The the the table compares containment and coverage scores across various extraction models, including LLMs with different prompting strategies and specialized baselines. Results indicate that while standard LLM configurations often prioritize containment, utilizing paragraph-oriented prompts significantly boosts coverage at the cost of containment. LLM-based extractors generally achieve higher scores than the Zilliz and Provence baselines across both containment and coverage metrics. Applying paragraph-oriented prompts to LLMs consistently increases coverage while decreasing containment compared to their default configurations. The ACL-Verbatim GTE-reranker achieves moderate performance levels that balance the high coverage of paragraph-prompted models with the higher containment of standard LLMs.

The authors evaluate the student model across various probability thresholds to determine optimal inference settings. The results demonstrate that the lowest threshold setting yields the highest Word-F1 score.
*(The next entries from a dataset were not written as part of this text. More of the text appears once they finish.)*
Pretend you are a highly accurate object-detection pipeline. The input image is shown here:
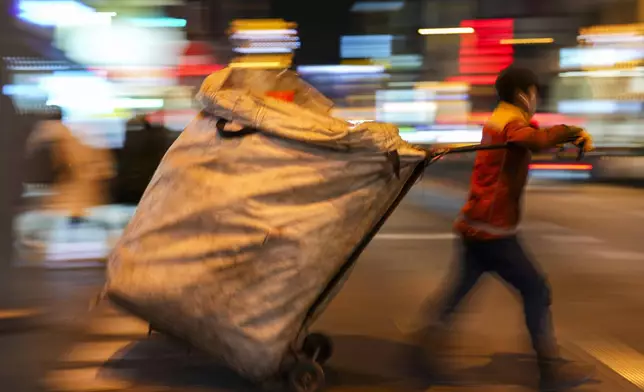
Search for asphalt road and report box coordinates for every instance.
[0,178,644,392]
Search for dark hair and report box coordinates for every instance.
[47,106,63,120]
[494,65,539,103]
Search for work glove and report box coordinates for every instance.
[570,127,595,152]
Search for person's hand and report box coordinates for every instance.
[571,127,595,152]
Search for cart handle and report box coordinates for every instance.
[428,137,585,164]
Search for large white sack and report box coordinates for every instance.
[107,66,424,380]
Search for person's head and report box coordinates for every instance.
[494,65,539,116]
[47,106,63,121]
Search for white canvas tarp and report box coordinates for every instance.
[107,69,425,380]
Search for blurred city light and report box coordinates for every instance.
[501,38,555,45]
[418,27,474,35]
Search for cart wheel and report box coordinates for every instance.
[302,333,333,365]
[288,359,324,392]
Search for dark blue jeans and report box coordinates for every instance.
[438,236,558,359]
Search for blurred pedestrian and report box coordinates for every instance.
[419,66,592,391]
[113,115,171,205]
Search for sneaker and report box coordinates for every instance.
[539,359,594,392]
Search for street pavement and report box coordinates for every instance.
[0,177,644,392]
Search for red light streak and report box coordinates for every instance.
[175,64,224,76]
[456,19,514,85]
[447,75,496,84]
[530,163,593,171]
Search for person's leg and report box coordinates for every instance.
[436,240,485,326]
[486,237,592,390]
[415,240,485,383]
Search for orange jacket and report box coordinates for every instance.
[454,102,577,240]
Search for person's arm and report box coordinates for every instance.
[506,121,581,151]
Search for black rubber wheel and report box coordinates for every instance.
[302,333,333,365]
[288,359,325,392]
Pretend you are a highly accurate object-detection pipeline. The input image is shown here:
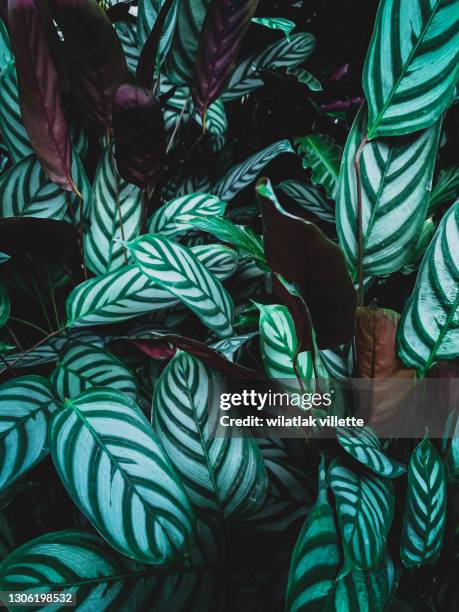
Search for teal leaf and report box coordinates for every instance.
[49,388,194,565]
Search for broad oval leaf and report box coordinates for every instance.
[0,375,56,490]
[8,0,73,191]
[363,0,459,139]
[50,388,194,564]
[400,436,446,569]
[192,0,258,117]
[148,193,226,237]
[397,201,459,372]
[327,459,394,576]
[336,427,406,478]
[50,342,137,401]
[152,351,267,519]
[128,234,234,338]
[84,149,142,274]
[336,108,440,278]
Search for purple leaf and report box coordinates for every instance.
[8,0,73,191]
[192,0,258,117]
[257,179,356,350]
[113,84,166,192]
[56,0,127,132]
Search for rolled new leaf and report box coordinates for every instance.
[192,0,258,117]
[8,0,73,191]
[257,179,356,350]
[113,84,166,191]
[56,0,127,132]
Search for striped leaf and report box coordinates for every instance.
[400,436,446,569]
[152,351,267,518]
[336,108,440,278]
[0,529,218,612]
[148,193,226,237]
[128,234,234,338]
[0,64,34,161]
[49,388,194,565]
[66,244,236,327]
[295,134,341,199]
[212,140,294,202]
[0,375,55,491]
[0,153,90,220]
[166,0,211,85]
[327,459,394,576]
[50,343,137,401]
[336,427,406,478]
[222,33,316,102]
[363,0,459,139]
[278,179,335,223]
[397,202,459,372]
[84,150,142,274]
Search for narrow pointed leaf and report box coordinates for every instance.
[50,388,194,564]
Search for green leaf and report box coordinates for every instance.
[188,217,267,266]
[363,0,459,139]
[0,375,55,491]
[148,193,226,237]
[49,388,194,564]
[252,17,295,40]
[278,179,335,223]
[397,202,459,373]
[429,166,459,214]
[336,108,440,278]
[222,33,316,102]
[336,427,406,478]
[128,234,234,338]
[327,459,394,576]
[152,351,267,518]
[166,0,211,85]
[0,152,91,220]
[84,150,142,274]
[295,134,341,199]
[66,244,236,327]
[212,140,294,202]
[50,342,137,401]
[400,436,446,569]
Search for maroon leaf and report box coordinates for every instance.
[113,84,166,191]
[56,0,127,132]
[257,179,356,350]
[8,0,73,191]
[192,0,258,117]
Increasing the threshold value leads to higher precision but lower recall, which negatively impacts the overall F1 metric. The lowest threshold setting yields the highest Word-F1 score. Precision improves as the probability threshold increases. Recall declines as the probability threshold increases.

The authors evaluate extractive models on a benchmark of query-chunk pairs to compare LLM-based extractors, baselines, and compact student models. Results indicate that the specialized student model achieves higher precision and efficiency while avoiding irrelevant content, whereas standard LLM extractors prioritize recall at the cost of precision. Additional experiments on containment and coverage demonstrate that prompting strategies significantly impact retrieval balance, and threshold tuning confirms that lower probability settings optimize the model's overall performance.